O POÇO
Decorria o ano de 1966 e Salazar,
apesar dos rumores sobre a sua debilidade física e dos seus setenta e sete anos
de idade, governava o país com mão de ferro. O controlo apertado sobre a
divulgação de notícias, não impedia a capital de se agitar com acontecimentos
mais ou menos recentes, como o silenciamento da voz da oposição, com a morte de
Humberto Delgado, ocorrida em Espanha, a visita do papa Paulo VI, ou a
inauguração da ponte sobre o tejo, com o nome de Ponte Salazar. Se à capital
sobejavam razões para se agitar, nada abalava a pacatez dos habitantes dos
sopés do Marão e Alvão. O desconhecimento não lhes trazia a felicidade, mas contribuía
para a sensação de segurança, transmitida pela noção, errada, da imutabilidade
das coisas, indiferentes às mudanças vividas no resto da Europa.
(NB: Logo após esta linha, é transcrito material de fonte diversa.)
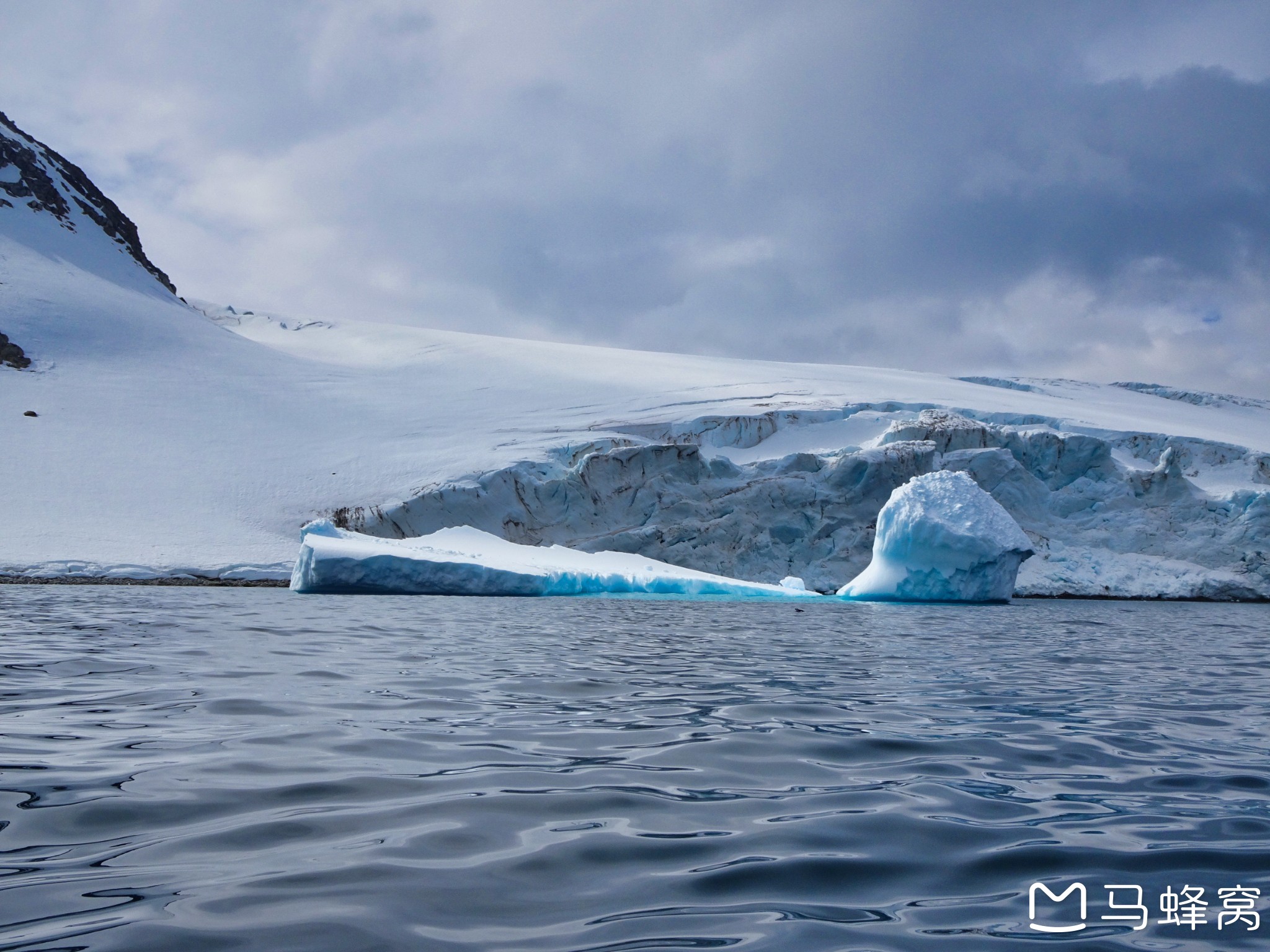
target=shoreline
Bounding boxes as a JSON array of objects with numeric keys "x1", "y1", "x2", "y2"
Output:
[
  {"x1": 0, "y1": 575, "x2": 291, "y2": 589},
  {"x1": 0, "y1": 575, "x2": 1270, "y2": 606}
]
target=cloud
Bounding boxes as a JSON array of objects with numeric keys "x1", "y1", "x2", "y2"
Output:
[{"x1": 0, "y1": 0, "x2": 1270, "y2": 395}]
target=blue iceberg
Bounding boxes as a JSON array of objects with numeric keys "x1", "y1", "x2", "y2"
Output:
[
  {"x1": 291, "y1": 519, "x2": 819, "y2": 598},
  {"x1": 838, "y1": 472, "x2": 1032, "y2": 602}
]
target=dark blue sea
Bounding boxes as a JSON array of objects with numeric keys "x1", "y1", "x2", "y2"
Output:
[{"x1": 0, "y1": 594, "x2": 1270, "y2": 952}]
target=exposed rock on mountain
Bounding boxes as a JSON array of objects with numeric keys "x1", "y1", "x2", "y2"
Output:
[
  {"x1": 0, "y1": 113, "x2": 177, "y2": 294},
  {"x1": 0, "y1": 334, "x2": 30, "y2": 371}
]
Maria de Jesus era uma mulher de nervos
de aço. Enfrentava a sua cruz sem um queixume e sem baixar a guarda. O marido
fazia um ano que estava emigrado na Suíça. Tinha-a deixado a cargo com o
sustento e a educação dos sete filhos e com a gestão da pequena quinta. Apesar
de ser uma força da natureza, era demais para ela. Só ela sabia a luta que
travava consigo própria, para não demonstrar as dúvidas e preocupações que a apoquentavam.
A moradia de perpianho encimava, de
forma sobranceira, os terrenos de sequeiro, que se desenvolviam em socalcos,
até chegar à zona de regadio, plana e fértil, que confinava com o riacho, que
servia de extrema à quinta. Era uma pequena propriedade, mas, vivendo numa numa
zona de minifúndio, Maria de Jesus era considerada uma proprietária abastada.
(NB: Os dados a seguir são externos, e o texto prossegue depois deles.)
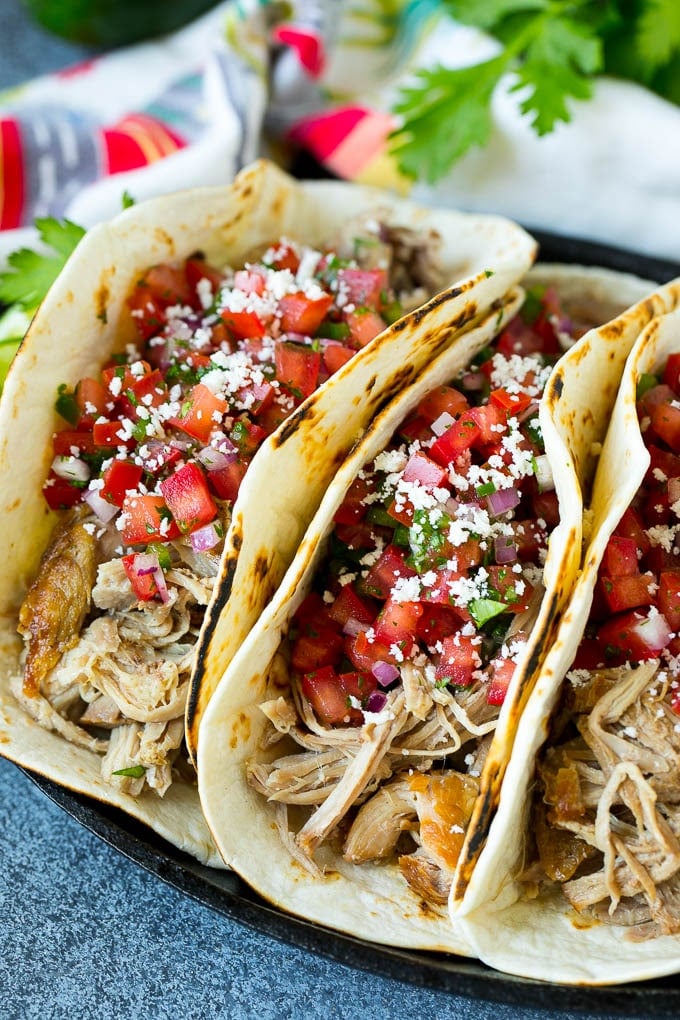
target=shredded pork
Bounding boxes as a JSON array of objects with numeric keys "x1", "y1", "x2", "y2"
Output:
[{"x1": 536, "y1": 660, "x2": 680, "y2": 939}]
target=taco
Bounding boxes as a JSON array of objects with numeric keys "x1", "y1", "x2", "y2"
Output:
[
  {"x1": 0, "y1": 162, "x2": 535, "y2": 863},
  {"x1": 198, "y1": 268, "x2": 660, "y2": 953},
  {"x1": 452, "y1": 282, "x2": 680, "y2": 984}
]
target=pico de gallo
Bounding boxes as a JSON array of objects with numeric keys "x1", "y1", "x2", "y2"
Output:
[
  {"x1": 249, "y1": 290, "x2": 573, "y2": 903},
  {"x1": 19, "y1": 220, "x2": 438, "y2": 795},
  {"x1": 526, "y1": 354, "x2": 680, "y2": 939}
]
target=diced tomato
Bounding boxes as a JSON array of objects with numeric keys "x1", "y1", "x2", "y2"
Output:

Apesar disso, a ambição de colocar os sete filhos a estudar tinha levado o
marido a procurar trabalho em terras longínquas. Era uma casa grande mas
inóspita. Não lhe faltava o calor e a alegria das pessoas que a habitavam, mas
faltava-lhe o conforto de um lar, tantas vezes desvalorizado pelas gentes do
norte, habituadas a suportar as intempéries, como algo que fazia parte das suas
vidas. A cozinha era um espaço amplo, com cinquenta metros quadrados e com
utilidade múltipla. A parte que assentava diretamente no chão, tinha cerca de
vinte metros e uma base de cimento. Aí funcionava a cozinha, com uma bancada de
pedra, em forma de pia, de dois metros, a lareira, que no inverno se enchia de
chouriças e salpicões, pingando gordura, e o forno a lenha, para cozer a broa.
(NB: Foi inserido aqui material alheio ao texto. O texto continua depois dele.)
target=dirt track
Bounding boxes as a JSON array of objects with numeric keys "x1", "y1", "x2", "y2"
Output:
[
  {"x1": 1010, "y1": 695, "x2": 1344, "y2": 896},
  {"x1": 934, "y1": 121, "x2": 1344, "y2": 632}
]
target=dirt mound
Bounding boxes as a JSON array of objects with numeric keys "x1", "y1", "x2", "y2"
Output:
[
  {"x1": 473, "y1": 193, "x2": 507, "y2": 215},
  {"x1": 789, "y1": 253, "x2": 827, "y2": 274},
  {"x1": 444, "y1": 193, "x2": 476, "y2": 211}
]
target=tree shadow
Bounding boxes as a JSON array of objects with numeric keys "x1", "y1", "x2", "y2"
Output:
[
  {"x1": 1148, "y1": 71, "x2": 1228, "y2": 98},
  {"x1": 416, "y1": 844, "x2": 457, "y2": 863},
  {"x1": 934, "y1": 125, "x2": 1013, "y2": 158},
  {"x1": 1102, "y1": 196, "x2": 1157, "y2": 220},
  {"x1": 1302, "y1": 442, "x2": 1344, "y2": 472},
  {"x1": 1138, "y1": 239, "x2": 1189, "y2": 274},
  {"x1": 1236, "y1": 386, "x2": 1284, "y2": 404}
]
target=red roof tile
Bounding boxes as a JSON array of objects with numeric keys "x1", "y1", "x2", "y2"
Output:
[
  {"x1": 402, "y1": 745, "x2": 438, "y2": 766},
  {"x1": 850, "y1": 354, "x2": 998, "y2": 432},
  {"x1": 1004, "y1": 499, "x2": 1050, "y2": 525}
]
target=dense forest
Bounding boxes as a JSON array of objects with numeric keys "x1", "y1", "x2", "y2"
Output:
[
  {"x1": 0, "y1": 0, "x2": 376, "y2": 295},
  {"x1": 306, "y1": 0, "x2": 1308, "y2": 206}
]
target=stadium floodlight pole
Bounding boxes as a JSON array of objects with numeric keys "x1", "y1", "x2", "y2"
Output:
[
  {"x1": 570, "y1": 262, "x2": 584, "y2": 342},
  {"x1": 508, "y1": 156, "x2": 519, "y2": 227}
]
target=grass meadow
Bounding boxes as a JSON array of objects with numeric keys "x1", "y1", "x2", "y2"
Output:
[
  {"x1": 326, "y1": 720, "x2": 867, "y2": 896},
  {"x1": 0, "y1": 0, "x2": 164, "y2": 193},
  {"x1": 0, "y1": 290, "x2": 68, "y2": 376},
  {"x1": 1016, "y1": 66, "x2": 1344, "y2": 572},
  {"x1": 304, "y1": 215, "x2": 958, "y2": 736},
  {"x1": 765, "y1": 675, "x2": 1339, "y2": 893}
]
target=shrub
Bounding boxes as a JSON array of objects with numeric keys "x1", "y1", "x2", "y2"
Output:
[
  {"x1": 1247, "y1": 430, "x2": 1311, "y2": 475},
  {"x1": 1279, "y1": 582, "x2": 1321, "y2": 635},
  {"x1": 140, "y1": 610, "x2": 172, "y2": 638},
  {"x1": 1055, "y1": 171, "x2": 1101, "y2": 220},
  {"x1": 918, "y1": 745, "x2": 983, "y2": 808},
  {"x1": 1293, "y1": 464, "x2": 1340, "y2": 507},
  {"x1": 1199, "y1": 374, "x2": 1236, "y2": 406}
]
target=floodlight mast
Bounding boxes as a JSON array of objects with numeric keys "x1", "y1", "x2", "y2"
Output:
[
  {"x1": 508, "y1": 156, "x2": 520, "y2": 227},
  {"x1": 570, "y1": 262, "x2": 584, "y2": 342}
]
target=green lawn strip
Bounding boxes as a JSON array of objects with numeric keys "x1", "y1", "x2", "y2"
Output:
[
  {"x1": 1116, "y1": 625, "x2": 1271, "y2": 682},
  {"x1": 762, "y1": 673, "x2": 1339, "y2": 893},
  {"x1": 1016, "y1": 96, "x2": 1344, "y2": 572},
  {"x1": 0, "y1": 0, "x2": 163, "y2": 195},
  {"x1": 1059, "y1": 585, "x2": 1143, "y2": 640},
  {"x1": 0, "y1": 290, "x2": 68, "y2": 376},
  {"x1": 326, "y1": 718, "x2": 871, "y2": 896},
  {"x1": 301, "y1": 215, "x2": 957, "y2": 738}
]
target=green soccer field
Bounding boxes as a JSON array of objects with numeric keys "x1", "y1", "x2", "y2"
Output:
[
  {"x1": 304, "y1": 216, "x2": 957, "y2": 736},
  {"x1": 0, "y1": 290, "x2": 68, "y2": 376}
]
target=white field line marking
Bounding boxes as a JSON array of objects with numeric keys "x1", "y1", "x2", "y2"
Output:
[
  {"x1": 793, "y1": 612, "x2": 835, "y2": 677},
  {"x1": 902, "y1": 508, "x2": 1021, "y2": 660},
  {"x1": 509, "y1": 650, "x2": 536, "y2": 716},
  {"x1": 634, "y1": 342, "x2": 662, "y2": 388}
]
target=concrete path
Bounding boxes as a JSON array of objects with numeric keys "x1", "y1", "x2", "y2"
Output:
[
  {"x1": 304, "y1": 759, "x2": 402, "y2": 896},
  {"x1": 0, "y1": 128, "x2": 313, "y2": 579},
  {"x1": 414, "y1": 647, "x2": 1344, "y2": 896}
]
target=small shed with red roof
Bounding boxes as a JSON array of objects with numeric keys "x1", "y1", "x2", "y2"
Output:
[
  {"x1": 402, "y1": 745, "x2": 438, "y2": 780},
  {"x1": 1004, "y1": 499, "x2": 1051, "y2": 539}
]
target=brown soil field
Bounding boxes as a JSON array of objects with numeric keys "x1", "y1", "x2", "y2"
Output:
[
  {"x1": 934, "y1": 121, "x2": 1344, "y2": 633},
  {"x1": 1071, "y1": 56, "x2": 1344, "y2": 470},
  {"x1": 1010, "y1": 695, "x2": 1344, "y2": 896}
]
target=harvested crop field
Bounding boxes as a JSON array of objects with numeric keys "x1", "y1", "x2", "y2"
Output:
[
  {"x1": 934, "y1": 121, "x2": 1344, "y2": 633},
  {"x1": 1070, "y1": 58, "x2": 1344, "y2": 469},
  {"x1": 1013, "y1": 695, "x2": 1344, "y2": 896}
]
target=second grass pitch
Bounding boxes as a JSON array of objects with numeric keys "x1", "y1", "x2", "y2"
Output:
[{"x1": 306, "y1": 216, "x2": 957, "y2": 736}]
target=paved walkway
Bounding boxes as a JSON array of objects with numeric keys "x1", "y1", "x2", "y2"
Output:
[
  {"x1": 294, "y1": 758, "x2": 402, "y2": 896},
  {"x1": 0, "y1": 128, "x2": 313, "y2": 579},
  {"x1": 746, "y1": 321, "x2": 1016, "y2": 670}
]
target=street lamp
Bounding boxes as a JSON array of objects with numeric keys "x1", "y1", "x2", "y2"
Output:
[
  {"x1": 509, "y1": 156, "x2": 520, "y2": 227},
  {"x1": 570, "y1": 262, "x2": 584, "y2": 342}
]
A parte restante era uma sobreloja, com chão de madeira, de tábuas aparelhadas,
mas sem macho e fêmea, produzindo, entre si, frestas de um centímetro. Por
baixo eram criados os porcos que partilhavam o calor e o odor com os donos.
Funcionava como sala de jantar e de armazém para as tulhas de milho e feijão. A
zona dos quartos possuía chão de madeira com macho e fêmea, o que a tornava
mais confortável, mas a casa, no seu todo, padecia de um problema: As janelas e
as portas. A forma como a madeira se relacionava com o perpianho era pouco
amigável e o isolamento acústico e térmico eram inexistentes.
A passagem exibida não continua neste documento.